Single by Cory Marks featuring Ivan Moody, Travis Tritt & Mick Mars

from the album Who I Am
- B-side: "Blame It on the Double"
- Released: November 15, 2019
- Genre: Country rock;
- Length: 3:17
- Label: Better Noise
- Songwriter(s): Cory Marks; Kane Churko; Kevin Churko;
- Producer(s): Kevin Churko;

Cory Marks singles chronology
| "Nowhere With You" (2016) | "Outlaws & Outsiders" (2019) | "Drive" (2020) |

Travis Tritt singles chronology
| "Sometimes Love Just Ain't Enough" (2013) | "Outlaws & Outsiders" (2019) | "Pick Her Up" (2020) |

Music video
- "Outlaws & Outsiders" on YouTube

Music video
- "Outlaws & Outsiders (From the Sno Babies Movie)" on YouTube

= Outlaws & Outsiders =

2019 song by Cory Marks

"Outlaws & Outsiders" is a song co-written and recorded by Canadian country rock singer Cory Marks. Ivan Moody of Five Finger Death Punch, Travis Tritt, and Mick Mars of Mötley Crüe are featured on the track. The song was released in November 2019 through Better Noise Music and was sent to both country and rock radio formats as the lead single off Marks’ album Who I Am. A solo version by Marks was included on the soundtrack for the film Sno Babies, while both versions of the track were included on a CD-exclusive EP of the same name.

==Background==
Marks told David McPherson of SOCAN Magazine that "Outlaws & Outsiders" started "simply a cool title" for a cross-Canada tour he did with Aaron Pritchett in 2015. Later that year, Marks co-wrote the track with Kevin Churko. McPherson remarked that "Canadian country radio is where [Marks] would love to land, but like the song’s title, he’s an outlier. His sound isn’t poppy enough to fit the mainstream mold." Marks said "I feel like I’m a country artist, first and foremost, I want to give country radio something different for the fans and for the genre."

==Critical reception==
Hendrik Pape of Sound Check Entertainment called the song a "powerhouse country/rock crossover" and "one of the greatest songs of 2019". Front Porch Music referred to the song as a "heavy hit", while Dave Brooks of Billboard called it "hard-charging" with "an arena anthem hook and a throwback sound mixing metal and southern rock with a countrified sound palate". Billboard dubbed it the "hit that couldn't be confined".

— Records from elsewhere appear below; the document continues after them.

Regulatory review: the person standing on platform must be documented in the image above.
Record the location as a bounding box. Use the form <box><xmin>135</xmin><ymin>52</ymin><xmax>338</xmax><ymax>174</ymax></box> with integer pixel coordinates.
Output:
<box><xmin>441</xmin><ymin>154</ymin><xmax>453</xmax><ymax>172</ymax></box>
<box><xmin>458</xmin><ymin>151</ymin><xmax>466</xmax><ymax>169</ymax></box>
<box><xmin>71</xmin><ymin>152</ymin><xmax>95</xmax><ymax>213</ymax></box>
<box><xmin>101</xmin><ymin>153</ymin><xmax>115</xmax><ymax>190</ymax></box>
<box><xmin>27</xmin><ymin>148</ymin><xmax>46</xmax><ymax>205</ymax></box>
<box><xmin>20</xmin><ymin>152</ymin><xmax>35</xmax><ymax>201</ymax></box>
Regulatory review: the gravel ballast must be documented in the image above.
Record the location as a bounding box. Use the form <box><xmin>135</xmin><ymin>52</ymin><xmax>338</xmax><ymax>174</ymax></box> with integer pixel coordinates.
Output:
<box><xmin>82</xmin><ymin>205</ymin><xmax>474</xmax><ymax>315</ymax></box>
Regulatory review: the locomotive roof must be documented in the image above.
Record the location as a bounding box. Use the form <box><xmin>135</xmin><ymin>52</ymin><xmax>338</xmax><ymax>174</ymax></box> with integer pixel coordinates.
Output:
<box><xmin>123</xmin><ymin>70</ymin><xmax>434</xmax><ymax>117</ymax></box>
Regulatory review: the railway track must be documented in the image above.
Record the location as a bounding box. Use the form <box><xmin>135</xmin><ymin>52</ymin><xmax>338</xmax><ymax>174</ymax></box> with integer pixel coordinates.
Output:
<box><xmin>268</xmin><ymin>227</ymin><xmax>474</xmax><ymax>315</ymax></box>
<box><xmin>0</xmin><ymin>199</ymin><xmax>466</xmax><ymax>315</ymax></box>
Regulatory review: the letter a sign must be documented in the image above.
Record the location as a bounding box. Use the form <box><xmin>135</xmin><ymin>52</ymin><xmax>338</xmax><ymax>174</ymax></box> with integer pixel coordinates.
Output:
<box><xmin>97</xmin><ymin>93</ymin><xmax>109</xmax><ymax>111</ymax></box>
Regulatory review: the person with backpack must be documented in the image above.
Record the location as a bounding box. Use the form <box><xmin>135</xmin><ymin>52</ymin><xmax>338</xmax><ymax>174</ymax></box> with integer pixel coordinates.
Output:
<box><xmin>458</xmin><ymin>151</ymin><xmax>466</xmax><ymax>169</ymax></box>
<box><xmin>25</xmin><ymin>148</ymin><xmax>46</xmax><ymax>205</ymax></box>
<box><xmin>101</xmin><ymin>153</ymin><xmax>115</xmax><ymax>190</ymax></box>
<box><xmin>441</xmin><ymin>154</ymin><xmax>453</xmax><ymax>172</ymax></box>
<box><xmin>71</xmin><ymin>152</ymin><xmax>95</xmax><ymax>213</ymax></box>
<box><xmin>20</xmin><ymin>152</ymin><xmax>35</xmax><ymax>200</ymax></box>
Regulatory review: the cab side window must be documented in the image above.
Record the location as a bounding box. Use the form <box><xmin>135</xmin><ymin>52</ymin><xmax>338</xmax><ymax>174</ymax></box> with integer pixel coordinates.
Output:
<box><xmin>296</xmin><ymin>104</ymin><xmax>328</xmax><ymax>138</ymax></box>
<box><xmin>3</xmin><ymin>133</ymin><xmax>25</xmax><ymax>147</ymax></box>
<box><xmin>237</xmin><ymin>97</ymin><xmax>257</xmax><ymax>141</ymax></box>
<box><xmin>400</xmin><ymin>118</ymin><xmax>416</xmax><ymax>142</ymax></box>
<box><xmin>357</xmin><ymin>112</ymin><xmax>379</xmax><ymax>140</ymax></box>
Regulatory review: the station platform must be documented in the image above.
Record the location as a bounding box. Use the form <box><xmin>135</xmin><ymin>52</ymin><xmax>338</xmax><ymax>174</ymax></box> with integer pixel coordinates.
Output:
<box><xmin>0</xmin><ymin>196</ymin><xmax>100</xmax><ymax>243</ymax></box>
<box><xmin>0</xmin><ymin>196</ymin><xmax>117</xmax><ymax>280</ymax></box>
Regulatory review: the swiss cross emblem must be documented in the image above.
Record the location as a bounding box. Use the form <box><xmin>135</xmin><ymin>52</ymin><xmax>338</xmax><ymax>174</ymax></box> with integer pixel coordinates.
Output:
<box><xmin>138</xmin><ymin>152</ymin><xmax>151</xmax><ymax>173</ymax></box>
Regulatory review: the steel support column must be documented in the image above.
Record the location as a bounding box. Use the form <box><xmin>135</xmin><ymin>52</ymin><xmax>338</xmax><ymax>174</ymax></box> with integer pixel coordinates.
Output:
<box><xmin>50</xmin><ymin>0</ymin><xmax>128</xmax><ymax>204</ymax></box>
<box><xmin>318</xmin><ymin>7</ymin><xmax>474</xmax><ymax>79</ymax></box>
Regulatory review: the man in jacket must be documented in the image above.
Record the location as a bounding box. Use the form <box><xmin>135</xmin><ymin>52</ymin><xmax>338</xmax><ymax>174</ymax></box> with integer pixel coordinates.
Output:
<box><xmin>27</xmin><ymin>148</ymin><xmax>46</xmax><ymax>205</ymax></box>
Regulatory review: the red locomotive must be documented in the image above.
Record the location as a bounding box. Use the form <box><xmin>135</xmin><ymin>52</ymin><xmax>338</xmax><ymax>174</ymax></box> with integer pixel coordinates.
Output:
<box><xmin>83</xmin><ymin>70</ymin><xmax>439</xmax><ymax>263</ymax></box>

==Commercial performance==
"Outlaws & Outsiders" debuted atop the Rock Digital and Hard Rock Digital Song Sales charts and at #7 on Country Digital Songs. It later reached a peak of #10 on US Mainstream Rock, and #12 on Canada Rock radio. It has been certified Platinum by Music Canada. As of September 2023, the song had received over 60 million streams through Spotify.

==Music video==
The official music video for the track was released in November 2019, and features Marks along with Moody, Tritt, and Mars each recording their parts. A second video for the solo version was released in May 2020 in support of the song's appearance in the film "Sno Babies" and integrates footage from the film.

==Track listings==
Digital download - single
1. "Outlaws & Outsiders" - 3:17
(feat. Ivan Moody, Travis Tritt & Mick Mars)

7-inch vinyl - single
1. "Outlaws & Outsiders" - 3:17
(feat. Ivan Moody, Travis Tritt & Mick Mars)
1. "Blame It on the Double" - 3:27

CD - EP
1. "Outlaws & Outsiders" - 3:17
(feat. Ivan Moody, Travis Tritt & Mick Mars)
1. "Better Off" - 3:17
2. "Blame It on the Double" - 3:27
3. "My Whiskey Your Wine" - 3:16
4. "Outlaws & Outsiders" - 3:28

==Chart performance==

| Chart (2019–20) | Peak position |
|---|---|
| Australia Country Hot 50 (The Music) | 41 |
| Canada Digital Songs (Billboard) | 11 |
| Canada Rock (Billboard) | 12 |
| US Country Digital Songs (Billboard) | 7 |
| US Digital Songs (Billboard) | 26 |
| US Hot Hard Rock Songs (Billboard) | 7 |
| US Hot Rock & Alternative Songs (Billboard) | 14 |
| US Mainstream Rock (Billboard) | 10 |
| US Rock & Alternative Airplay (Billboard) | 33 |

===Year-end charts===

| Chart (2020) | Position |
|---|---|
| US Hard Rock Digital Songs (Billboard) | 19 |
| US Mainstream Rock (Billboard) | 49 |
| US Rock Digital Songs (Billboard) | 18 |

==Certifications==

| Region | Certification | Certified units/sales |
| Canada (Music Canada) | Platinum | 80,000^{‡} |
^{‡} Sales+streaming figures based on certification alone.